Information on cause of death was available for 771 patients. Of 169 deaths over a median of 20 months, 12.7% occurred in the paclitaxel group and 12.3% in the nonpaclitaxel group. In the group as a whole, CV disease was the most common cause at 38.7%, followed by complications of diabetes at 13.4%, malignancy at 11.2%, and infection at 8.7%. For each cause of death, there were no significant differences between patients treated with or without paclitaxel.

I don't know necessarily if the FDA is ever going to reconvene on this, but at least the scientific community can say we looked and we tried, but we really don't see a difference. Jorge Antonio Gutierrez

“It was pretty much what we expected to see in a population like this,” Gutierrez said. “It’s reasonable, and it makes sense.”

The VHA analysis, he added, contributes to the paclitaxel literature by confirming the lack of mortality signal in a population that is relatively stable in terms of their treatment and outcomes. “Vets don’t really leave the system where they are being treated, so you don’t have the loss to follow-up and it’s relatively easy to track [the entirety of their care],” Gutierrez noted. “Then you add to that the ability to link to real-world causes of death through the [National Death Index].”

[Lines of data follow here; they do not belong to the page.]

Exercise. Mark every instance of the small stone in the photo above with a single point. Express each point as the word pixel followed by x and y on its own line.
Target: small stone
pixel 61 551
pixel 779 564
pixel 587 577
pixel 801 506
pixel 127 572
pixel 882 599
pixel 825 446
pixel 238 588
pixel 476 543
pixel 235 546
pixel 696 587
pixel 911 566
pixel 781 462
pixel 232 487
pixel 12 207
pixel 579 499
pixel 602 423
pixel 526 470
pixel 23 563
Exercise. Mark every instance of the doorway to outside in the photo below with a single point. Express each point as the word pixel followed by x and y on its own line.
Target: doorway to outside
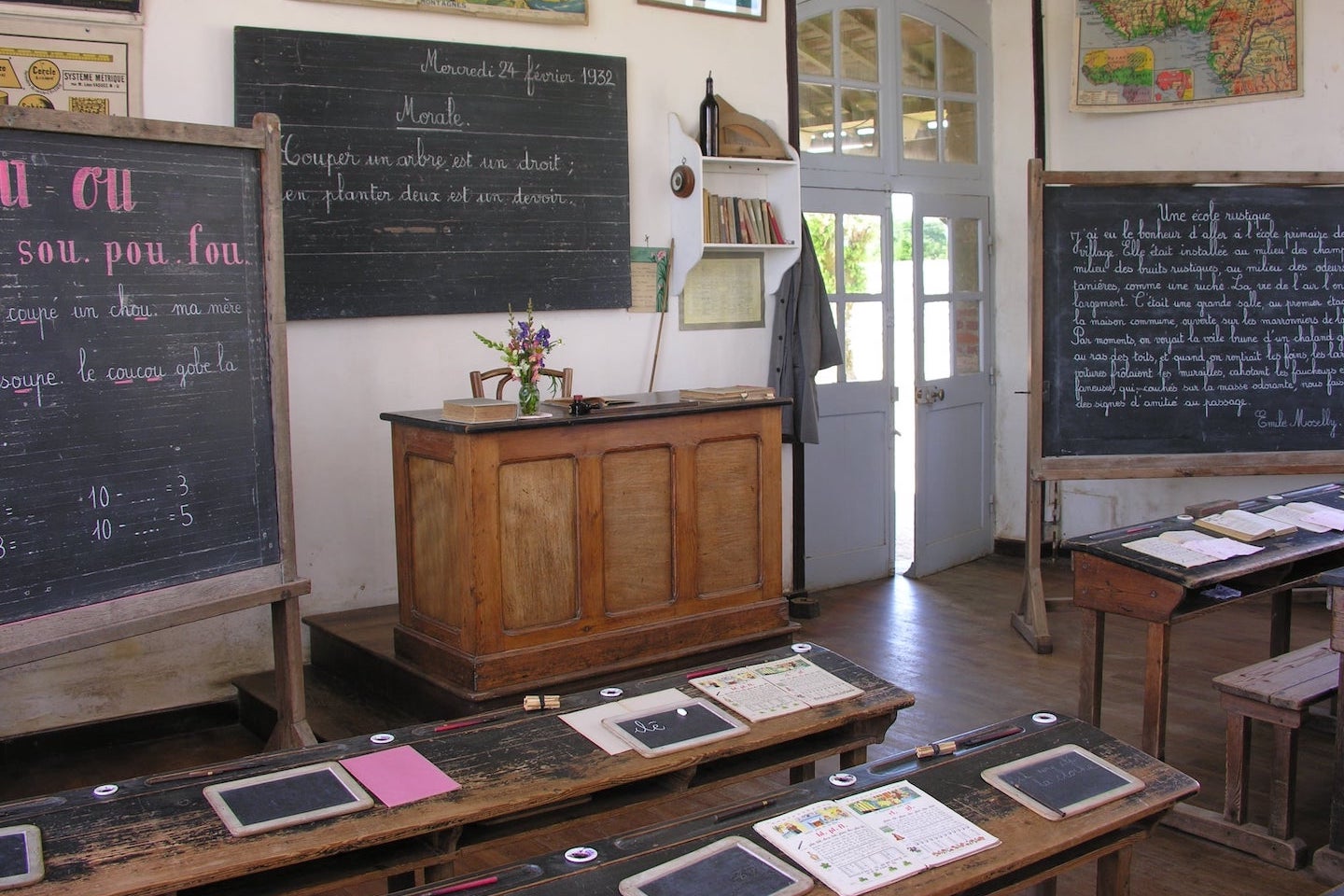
pixel 910 403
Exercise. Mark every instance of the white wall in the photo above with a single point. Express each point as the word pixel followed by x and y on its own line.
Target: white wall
pixel 344 373
pixel 1285 134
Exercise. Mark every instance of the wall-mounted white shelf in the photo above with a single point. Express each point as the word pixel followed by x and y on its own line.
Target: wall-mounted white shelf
pixel 773 179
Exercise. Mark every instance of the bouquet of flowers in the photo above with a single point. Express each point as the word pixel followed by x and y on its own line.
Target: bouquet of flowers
pixel 525 354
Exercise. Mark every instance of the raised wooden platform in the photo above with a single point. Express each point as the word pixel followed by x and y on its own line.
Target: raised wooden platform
pixel 357 684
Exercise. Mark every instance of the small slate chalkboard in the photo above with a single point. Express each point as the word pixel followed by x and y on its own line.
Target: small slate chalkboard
pixel 677 727
pixel 21 856
pixel 729 867
pixel 1062 782
pixel 284 798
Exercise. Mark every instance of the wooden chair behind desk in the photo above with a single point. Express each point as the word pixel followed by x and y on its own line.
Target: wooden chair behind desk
pixel 565 378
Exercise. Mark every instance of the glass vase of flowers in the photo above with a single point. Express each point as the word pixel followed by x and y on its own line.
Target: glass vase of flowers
pixel 525 354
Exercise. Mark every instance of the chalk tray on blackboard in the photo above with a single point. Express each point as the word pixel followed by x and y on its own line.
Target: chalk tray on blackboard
pixel 674 727
pixel 21 856
pixel 1062 782
pixel 287 797
pixel 733 867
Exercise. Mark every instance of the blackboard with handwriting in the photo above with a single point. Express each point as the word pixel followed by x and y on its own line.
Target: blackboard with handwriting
pixel 429 177
pixel 1193 318
pixel 136 430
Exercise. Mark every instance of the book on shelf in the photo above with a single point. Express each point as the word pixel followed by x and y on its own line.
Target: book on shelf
pixel 873 838
pixel 775 688
pixel 1245 525
pixel 727 394
pixel 739 220
pixel 479 410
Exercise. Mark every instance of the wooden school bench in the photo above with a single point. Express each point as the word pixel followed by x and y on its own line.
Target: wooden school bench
pixel 519 771
pixel 1280 692
pixel 1032 849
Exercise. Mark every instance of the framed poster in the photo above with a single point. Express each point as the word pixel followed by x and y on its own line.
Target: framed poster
pixel 738 8
pixel 69 66
pixel 724 290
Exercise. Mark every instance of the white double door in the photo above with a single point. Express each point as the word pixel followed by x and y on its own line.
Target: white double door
pixel 902 476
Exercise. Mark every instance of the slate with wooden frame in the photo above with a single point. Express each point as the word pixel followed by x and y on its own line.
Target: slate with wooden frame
pixel 146 464
pixel 735 8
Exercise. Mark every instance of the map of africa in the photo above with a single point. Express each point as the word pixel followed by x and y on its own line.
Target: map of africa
pixel 1136 55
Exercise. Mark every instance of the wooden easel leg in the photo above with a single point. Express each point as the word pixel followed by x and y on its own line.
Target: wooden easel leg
pixel 1092 651
pixel 1328 861
pixel 1029 621
pixel 287 636
pixel 1156 679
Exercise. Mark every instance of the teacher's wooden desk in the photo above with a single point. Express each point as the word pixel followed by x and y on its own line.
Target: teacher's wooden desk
pixel 513 768
pixel 1111 578
pixel 1032 849
pixel 552 550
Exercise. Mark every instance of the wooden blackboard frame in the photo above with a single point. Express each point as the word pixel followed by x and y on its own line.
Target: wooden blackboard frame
pixel 1029 621
pixel 277 584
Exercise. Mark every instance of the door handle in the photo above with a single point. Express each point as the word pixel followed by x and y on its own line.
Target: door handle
pixel 926 395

The study cannot however account for operator selection bias or unmeasured confounders, among other things.

According to Gutierrez, the recent results from the 2,289-patient SWEDEPAD study showing no mortality signal for paclitaxel, taken with all the other efforts that have refuted the Katsanos meta-analysis, tell a consistent story.

“I think we have a good body of evidence now that is all going in the same direction,” he said. “I don't know necessarily if the FDA is ever going to reconvene on this, but at least the scientific community can say we looked and we tried, but we really don't see a difference.”

Disclosures
  • Gutierrez reports a Veterans Health Administration Career Development Award; and consulting for Janssen Pharmaceuticals and Amgen.